Tilting Radiator
Because I feel guilty for going to bed early, I am posting some of the poems I'm still editing. Because the radiator is tilting and the floor is sloping in new ways for the first time in 18 months. Because 18 months have actually passed without much incident. These are. Um. Well. Yeah...
Reconnaissance
(For Riley Court)
Oh to be held
In the confines of your loveseat
In that small room undone
By its previous uses—
Forgive me for being flushed here;
I’ll begin again.
Oh, you are afraid!
--You retract from my seat—
that we are attracted by
your attractiveness alone.
But there are three on the loveseat,
A cold confined by heats.
Oh, don’t stuff your arm
In that flannel sleeve,
Shivering in your couched state,
Darkened room reflecting your blood.
You are not that cold,
Though bluely poisoned ink and all
--oh!—your words would make
a whore of me, charmed by
your tongue’s cynical displays.
I’d drink the root beer offered;
I’d sit astride the love seat’s
Arm rest to portend a casual thirst
If conscience thus allowed me.
O, I am weird sisters three
The beaver on your shirt
Lets me in—when I knock
You crack the hinge and I read
Pacifier
She brought her sigh to fruition
Holding her own hands in complement
Above the thick pane.
“Is this what I’ve come to—
the history of windows?”
And still he had the gall,
No, let her amend, the balls
To stare through the clear division
From the other side and demand
“Do you trust your tomatoes?”
No, no!

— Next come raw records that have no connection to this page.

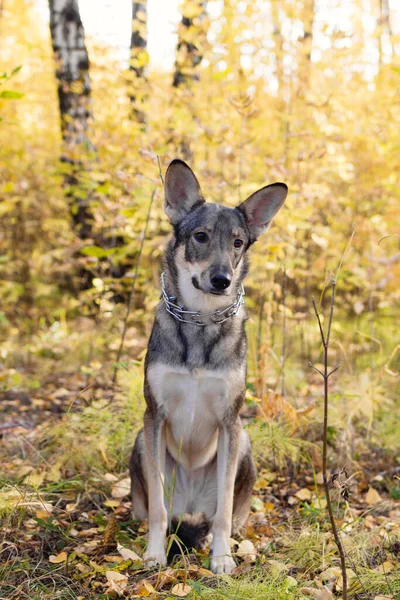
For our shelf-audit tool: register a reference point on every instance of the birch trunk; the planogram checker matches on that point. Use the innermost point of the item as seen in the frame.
(306, 40)
(72, 72)
(192, 38)
(139, 58)
(384, 31)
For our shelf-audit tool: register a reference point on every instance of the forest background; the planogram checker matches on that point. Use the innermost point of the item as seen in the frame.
(300, 91)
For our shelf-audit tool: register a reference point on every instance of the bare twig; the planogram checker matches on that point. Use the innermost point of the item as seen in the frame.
(121, 346)
(159, 169)
(326, 374)
(284, 331)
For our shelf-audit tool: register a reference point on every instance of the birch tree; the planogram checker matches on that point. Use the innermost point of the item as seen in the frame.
(192, 38)
(75, 103)
(384, 30)
(306, 40)
(139, 58)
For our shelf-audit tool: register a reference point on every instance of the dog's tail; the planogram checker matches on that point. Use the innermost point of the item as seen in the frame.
(190, 530)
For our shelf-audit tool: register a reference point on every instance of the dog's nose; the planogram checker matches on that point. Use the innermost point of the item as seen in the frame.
(220, 281)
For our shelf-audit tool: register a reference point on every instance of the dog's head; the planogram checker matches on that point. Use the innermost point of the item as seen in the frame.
(211, 240)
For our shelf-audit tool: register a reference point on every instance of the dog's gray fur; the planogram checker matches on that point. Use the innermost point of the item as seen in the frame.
(192, 456)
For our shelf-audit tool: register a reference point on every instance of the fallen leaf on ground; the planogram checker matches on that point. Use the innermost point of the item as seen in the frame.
(181, 590)
(58, 558)
(322, 594)
(110, 531)
(117, 582)
(144, 588)
(247, 551)
(128, 554)
(303, 494)
(121, 488)
(386, 567)
(372, 497)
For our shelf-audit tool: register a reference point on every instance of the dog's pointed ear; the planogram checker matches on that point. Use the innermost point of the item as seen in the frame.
(261, 207)
(182, 191)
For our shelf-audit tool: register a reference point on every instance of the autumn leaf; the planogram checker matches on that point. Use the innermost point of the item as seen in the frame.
(58, 558)
(181, 590)
(121, 488)
(117, 582)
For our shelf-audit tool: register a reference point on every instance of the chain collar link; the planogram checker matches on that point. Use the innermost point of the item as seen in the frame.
(198, 318)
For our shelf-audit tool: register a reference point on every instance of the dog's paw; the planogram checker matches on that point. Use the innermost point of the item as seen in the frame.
(222, 564)
(153, 559)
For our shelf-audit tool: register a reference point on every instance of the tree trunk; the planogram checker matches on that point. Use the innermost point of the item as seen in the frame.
(139, 58)
(278, 40)
(384, 29)
(304, 58)
(74, 94)
(192, 37)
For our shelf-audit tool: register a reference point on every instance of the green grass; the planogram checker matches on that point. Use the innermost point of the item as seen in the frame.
(99, 437)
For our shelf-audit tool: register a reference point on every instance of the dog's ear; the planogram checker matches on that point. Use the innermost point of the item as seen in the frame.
(261, 207)
(182, 191)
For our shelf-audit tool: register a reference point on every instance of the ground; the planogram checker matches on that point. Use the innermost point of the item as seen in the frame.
(66, 530)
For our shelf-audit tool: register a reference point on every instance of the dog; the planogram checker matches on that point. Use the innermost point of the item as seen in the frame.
(192, 467)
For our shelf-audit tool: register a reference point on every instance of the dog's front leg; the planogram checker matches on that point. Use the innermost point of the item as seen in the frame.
(227, 459)
(154, 442)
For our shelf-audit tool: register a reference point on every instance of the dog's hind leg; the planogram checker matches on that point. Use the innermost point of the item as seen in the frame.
(137, 469)
(155, 452)
(245, 478)
(227, 460)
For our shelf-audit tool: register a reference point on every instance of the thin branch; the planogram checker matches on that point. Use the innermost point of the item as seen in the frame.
(159, 169)
(325, 374)
(121, 346)
(315, 369)
(333, 371)
(319, 322)
(328, 335)
(284, 331)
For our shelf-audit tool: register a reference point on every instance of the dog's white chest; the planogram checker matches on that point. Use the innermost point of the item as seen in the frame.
(195, 403)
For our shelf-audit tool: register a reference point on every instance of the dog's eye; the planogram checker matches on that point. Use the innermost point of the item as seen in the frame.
(201, 237)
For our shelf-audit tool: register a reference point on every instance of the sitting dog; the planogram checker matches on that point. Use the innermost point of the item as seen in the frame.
(192, 466)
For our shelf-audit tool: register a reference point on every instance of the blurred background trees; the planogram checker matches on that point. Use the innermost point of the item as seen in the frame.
(302, 92)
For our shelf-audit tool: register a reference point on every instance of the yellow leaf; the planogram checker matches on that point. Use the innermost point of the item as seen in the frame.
(58, 558)
(145, 588)
(372, 497)
(181, 590)
(246, 551)
(117, 582)
(386, 567)
(122, 488)
(128, 554)
(303, 494)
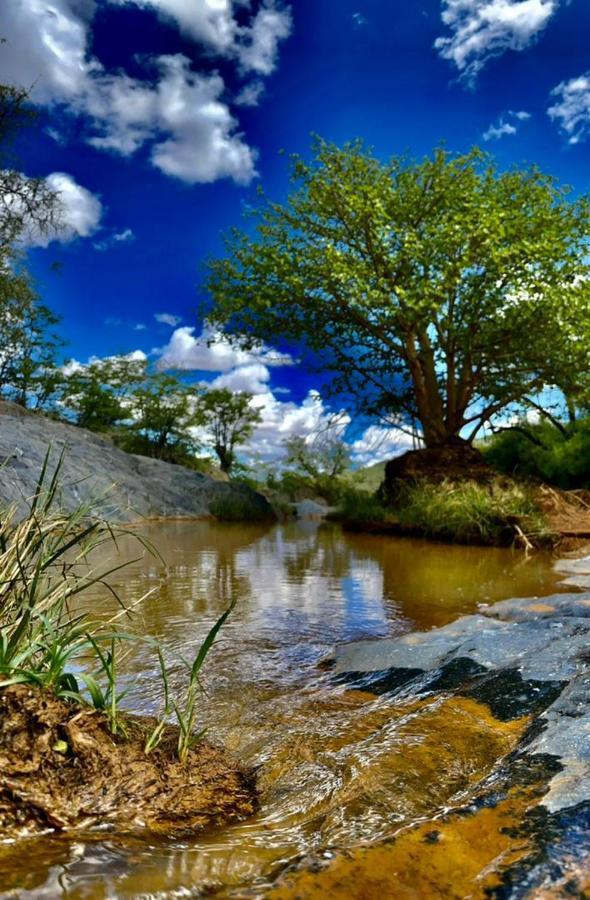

Tensed by the present or future
Simple only…
“Gloria, sugoi, liquid flowers, vivant”
(Love your words. Caress the thin tomato skin)
I will not hurt you. I have no desire
To hurt you, not with fists
Not with words.
Tamped down, the flower dirt clumps
Are how we should define ourselves.
This is what is called a "short short" or "prosetry" or "prose poetry" or any number of things. It's an emerging genre, and it's good to work with. I think Marianne Moore's poetry fits into this better than the line breaks she makes, but I'd never say that to anyone in the academy.
Superhero
When every nothing had been leaned on by ways of so uncommon sleep, she, unlike the relationships and realisms, answered the oracle, which another left her with. It doctored their facts; she became what his sort compiled when their dreams grew too large.
But here is where the doubt turns: If the answer arrives during the cursing of her wide accounts, will she choose to work at night, for the bounty of his narcissism above all else? Will she tag her enthusiasm on the underside, 25¢, in an oily garage thrust into the Saturday sun, in answer to a card left in a drawer?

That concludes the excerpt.